As is typically the case with major disruptive technologies, many people are waking up to the fact that realizing the value from big data and becoming a data-driven institution is a lot harder and will take longer than they originally anticipated. But, is it worth it? What is this data-driven world all about?
MIT Media Lab Professor Alex “Sandy” Pentland talks about the promise of becoming a data-driven society in a very interesting online conversation, - Reinventing Society in the Wake of Big Data. Pentland is a big data pioneer, whom O’reilly Media founder Tim O’reilly named one of The World’s 7 Most Powerful Data Scientists in Forbes.
“This is the first time in human history that we have the ability to see enough about ourselves that we can hope to actually build social systems that work qualitatively better than the systems we've always had,” says Pentland. “That’s a remarkable change. It’s like the phase transition that happened when writing was developed or when education became ubiquitous, or perhaps when people began being tied together via the Internet.”
In the video and accompanying transcript, he explains the power of big data. Most people think that big data is about what people do online, like posts on Facebook or searches on Google. Pentland disagrees, because what people post in social media sites or what they search for on the Web is relatively transient information that changes from day to day if not week to week. Nor is the promise of big data about internal company processes and RFIDs.
“I believe that the power of Big Data is that it’s information about people’s behavior - it’s about customers, employees, and prospects for your new business, . . .” he says. “This Big Data comes from location data from your cell phone and transaction data about the things you buy with your credit card. It’s the little data breadcrumbs that you leave behind you as you move around in the world.”

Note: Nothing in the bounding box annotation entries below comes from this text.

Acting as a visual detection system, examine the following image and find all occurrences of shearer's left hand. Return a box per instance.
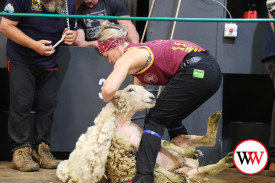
[63,28,76,45]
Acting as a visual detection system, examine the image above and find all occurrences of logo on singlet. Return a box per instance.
[31,0,43,11]
[144,73,158,84]
[4,3,14,13]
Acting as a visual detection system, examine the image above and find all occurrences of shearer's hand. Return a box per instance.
[34,40,55,56]
[63,28,76,45]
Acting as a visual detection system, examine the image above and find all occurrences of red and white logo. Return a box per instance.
[233,139,268,175]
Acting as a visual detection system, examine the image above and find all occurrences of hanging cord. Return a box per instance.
[52,0,70,49]
[157,0,181,97]
[140,0,156,43]
[129,0,156,84]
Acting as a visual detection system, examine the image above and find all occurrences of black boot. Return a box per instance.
[168,125,188,140]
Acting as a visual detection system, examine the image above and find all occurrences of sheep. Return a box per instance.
[56,85,233,183]
[56,85,155,183]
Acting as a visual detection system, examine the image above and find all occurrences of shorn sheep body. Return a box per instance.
[56,85,233,183]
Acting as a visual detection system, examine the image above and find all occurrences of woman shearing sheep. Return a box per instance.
[98,21,222,183]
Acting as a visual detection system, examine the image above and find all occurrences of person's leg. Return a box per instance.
[33,70,58,149]
[9,64,35,151]
[9,64,39,171]
[133,54,222,183]
[264,56,275,173]
[32,70,59,169]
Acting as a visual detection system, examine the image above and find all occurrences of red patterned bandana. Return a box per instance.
[98,37,128,53]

“What those breadcrumbs tell is the story of your life. It tells what you’ve chosen to do. . . . Who you actually are is determined by where you spend time, and which things you buy. Big data is increasingly about real behavior, and by analyzing this sort of data, scientists can tell an enormous amount about you. They can tell whether you are the sort of person who will pay back loans. They can tell you if you’re likely to get diabetes.”
Wikipedia defines big data as “a collection of data sets so large and complex that it becomes difficult to process using on-hand database management tools or traditional data processing applications.” Gartner developed a 3V framework that looks at big data as “high volume, high velocity, and/or high variety information assets that require new forms of processing to enable enhanced decision making, insight discovery and process optimization.”
These are both good, succinct descriptions from the point of view of the technologies used to store, manage, access and analyze the data. But Pentland tells us that the real value of big data is what it enables us to learn about people, - not as undifferentiated members of a group, but as unique individuals. And, because our behavior is so determined by our social context, that is, our connections with the all the people around us, as well as our connections with the various communities and organizations we are a part of, big data is particularly valuable in helping to sort out our social fabric.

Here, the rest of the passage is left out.